Published January 14, 2015
The new director of the CIA held high-level talks in Pakistan on Saturday after a provincial leader warned against expanding U.S. missile strikes on Al Qaeda and Taliban targets inside the country's thinly policed border with Afghanistan.
Leon Panetta arrived in Pakistan on his first overseas trip since taking office as the Obama administration seeks a strategy to turn around the faltering war against Taliban militants in neighboring Afghanistan.
The United States is concerned that political turmoil in Pakistan is distracting its government and army from combating Islamist insurgents threatening the stability of the nuclear-armed country and the surrounding region.
Panetta arrived from New Delhi, where Indian officials said they discussed the November terrorist attack in Mumbai, which has been blamed on a Pakistan-based militant group.
In a meeting with the CIA chief Saturday evening, Pakistani Prime Minister Yousuf Raza Gilani stressed the need to resolve his country's 60-year dispute with India over the divided Kashmir region so that Pakistan can "singularly focus its attention in eradicating the menaces of extremism and terrorism," Gilani's office said in a statement.
Panetta expressed satisfaction with bilateral cooperation and said Washington was urgently lining up more economic assistance for Pakistan as well as equipment and training for its security forces, it said.
Neither Panetta, who later met Pakistan's president and Interior Ministry chief, nor the U.S. Embassy made any public comment.
In a sign of U.S. frustration at Islamabad's failure to eradicate militant safe havens in its territory, unmanned aircraft operated by the CIA are believed to have carried out dozens of missile attacks in Pakistan's wild tribal regions along the Afghan border since last year.
U.S. officials say the missile attacks have killed several senior figures in Al Qaeda, which Washington worries is plotting new Sept. 11-style attacks in the West, and have significantly weakened the terror network's organization.
However, Pakistani leaders publicly protest the strikes, arguing that they kill too many civilians, stoke anti-American sentiment and undermine the government's own efforts to neutralize extremists.
The New York Times reported this past week that U.S. officials are weighing extending the missile strikes into Baluchistan province in pursuit of insurgent leaders who have moved south in search of safety.
Western and Afghan officials have long suspected that Taliban leader Mullah Mohammad Omar and other members of the Taliban government ousted by the U.S. invasion of Afghanistan in 2001 have found refuge in or near the city of Quetta, Baluchistan's capital.
The head of the Baluchistan provincial government insisted Friday that Mullah Omar was in Afghanistan and there was no justification for missile attacks in Baluchistan. The provincial assembly passed a resolution on Saturday demanding that the federal government prevent any such attacks.
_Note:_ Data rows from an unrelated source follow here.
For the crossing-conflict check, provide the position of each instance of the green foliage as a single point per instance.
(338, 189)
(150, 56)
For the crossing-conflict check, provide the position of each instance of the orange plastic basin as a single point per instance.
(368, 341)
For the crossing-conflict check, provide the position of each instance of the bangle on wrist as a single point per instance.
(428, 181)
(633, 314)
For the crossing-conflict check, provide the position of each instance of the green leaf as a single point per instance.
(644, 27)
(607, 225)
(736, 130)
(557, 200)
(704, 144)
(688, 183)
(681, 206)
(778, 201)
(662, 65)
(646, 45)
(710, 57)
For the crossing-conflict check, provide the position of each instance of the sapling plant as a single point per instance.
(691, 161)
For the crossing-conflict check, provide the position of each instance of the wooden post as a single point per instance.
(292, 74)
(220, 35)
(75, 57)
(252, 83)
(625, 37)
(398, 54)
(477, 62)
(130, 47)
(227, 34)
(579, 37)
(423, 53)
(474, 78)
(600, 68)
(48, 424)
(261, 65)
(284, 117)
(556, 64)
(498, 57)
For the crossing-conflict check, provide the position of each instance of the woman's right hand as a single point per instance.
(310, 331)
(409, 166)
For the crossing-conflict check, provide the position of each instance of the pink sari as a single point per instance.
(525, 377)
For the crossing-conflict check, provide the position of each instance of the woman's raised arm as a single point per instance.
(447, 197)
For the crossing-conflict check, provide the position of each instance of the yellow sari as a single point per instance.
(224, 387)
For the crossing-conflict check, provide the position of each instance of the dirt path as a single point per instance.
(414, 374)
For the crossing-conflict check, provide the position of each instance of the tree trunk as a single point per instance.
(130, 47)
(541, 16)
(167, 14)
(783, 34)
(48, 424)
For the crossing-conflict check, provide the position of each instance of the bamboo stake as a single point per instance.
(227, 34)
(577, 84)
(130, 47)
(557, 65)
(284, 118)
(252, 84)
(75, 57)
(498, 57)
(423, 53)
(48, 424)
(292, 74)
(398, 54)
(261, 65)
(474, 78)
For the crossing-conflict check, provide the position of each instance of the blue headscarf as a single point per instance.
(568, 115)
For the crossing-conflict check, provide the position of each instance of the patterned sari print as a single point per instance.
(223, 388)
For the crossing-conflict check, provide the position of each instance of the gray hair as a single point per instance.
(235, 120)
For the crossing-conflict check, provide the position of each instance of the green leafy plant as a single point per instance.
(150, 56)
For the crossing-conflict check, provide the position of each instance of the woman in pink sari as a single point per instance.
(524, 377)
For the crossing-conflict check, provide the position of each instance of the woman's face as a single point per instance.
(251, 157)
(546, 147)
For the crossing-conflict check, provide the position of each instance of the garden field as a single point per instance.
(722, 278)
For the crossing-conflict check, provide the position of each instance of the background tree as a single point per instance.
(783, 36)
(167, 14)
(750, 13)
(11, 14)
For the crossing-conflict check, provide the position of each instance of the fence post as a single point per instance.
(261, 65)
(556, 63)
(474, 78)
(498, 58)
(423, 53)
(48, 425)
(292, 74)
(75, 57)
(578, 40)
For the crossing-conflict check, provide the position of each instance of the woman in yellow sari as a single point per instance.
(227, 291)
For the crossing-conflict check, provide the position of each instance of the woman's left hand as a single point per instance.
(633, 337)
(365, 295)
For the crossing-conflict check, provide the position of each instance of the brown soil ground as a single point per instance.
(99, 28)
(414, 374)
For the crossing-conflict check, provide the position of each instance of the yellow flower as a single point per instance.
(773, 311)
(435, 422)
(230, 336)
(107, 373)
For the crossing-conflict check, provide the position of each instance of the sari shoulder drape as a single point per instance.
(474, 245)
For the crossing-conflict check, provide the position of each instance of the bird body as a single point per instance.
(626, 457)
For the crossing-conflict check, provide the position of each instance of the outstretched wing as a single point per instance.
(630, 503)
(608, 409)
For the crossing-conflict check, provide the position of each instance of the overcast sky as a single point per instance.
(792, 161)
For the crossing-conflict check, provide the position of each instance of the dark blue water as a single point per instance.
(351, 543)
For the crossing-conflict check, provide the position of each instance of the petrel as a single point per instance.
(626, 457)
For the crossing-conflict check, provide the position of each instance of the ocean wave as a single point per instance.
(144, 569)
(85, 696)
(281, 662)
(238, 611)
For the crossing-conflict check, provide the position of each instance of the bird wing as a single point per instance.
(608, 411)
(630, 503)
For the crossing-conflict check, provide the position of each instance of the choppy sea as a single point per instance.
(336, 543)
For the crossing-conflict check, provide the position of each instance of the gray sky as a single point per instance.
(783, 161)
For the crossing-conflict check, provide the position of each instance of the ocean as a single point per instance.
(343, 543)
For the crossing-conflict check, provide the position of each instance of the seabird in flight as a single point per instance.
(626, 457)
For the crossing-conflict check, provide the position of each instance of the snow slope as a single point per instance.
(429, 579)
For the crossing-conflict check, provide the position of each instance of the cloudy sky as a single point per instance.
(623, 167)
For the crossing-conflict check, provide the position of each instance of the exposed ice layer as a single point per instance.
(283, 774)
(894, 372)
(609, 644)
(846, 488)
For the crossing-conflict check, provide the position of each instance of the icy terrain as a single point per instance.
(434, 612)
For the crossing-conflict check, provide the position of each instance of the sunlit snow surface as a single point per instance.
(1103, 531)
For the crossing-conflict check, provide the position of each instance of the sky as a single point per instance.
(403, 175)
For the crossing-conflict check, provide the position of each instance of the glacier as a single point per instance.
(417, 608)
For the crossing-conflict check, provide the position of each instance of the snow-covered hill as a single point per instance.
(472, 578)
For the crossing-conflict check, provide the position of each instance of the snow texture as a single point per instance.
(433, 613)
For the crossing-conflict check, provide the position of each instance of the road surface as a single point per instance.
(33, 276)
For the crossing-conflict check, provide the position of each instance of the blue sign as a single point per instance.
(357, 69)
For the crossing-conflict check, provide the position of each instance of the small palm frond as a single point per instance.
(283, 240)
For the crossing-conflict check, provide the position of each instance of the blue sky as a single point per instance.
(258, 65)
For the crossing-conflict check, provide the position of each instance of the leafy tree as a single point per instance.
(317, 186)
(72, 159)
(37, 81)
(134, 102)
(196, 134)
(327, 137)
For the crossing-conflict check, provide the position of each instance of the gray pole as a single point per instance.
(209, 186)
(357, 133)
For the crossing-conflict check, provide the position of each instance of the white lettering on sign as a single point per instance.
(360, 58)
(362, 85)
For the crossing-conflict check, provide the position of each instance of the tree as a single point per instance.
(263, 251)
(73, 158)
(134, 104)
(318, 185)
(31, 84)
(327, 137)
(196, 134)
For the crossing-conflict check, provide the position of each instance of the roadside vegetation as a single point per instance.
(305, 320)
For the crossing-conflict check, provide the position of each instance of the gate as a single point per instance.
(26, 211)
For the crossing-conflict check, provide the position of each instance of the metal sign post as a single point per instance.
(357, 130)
Pakistani politics have been roiled by a bitter power struggle between President Asif Ali Zardari and the opposition leader that has dragged in the judiciary.
On Saturday, the retirement of Supreme Court Chief Justice Abdul Hameed Dogar opened the way for the reinstatement of a judge ousted by former military leader Pervez Musharraf and championed by opposition leader Nawaz Sharif.
Dogar was sworn in as chief justice after Musharraf declared emergency rule and purged the court in 2007 to halt challenges to his plans to extend his rule.
Musharraf was eventually pushed from office in 2008 elections by a coalition that vowed to reinstate the ousted judges, who had become symbols of a movement to restore democracy.
However, Zardari balked at bringing back independent-minded Chief Justice Iftikhar Mohammed Chaudhry until opposition parties and activist lawyers threatened protests in the capital last week.
Political tensions are high because of a Supreme Court ruling last month that disqualified Sharif and his politician brother Shahbaz from elected office because of convictions dating from Musharraf's rule.
After the ruling, Zardari dismissed the administration in Punjab, Pakistan's biggest and wealthiest province, which had been led by Shahbaz Sharif.
The government has since appealed the ruling but is also wrangling with Sharif's group and a bloc of former Musharraf supporters over the makeup of a new ruling coalition in the province.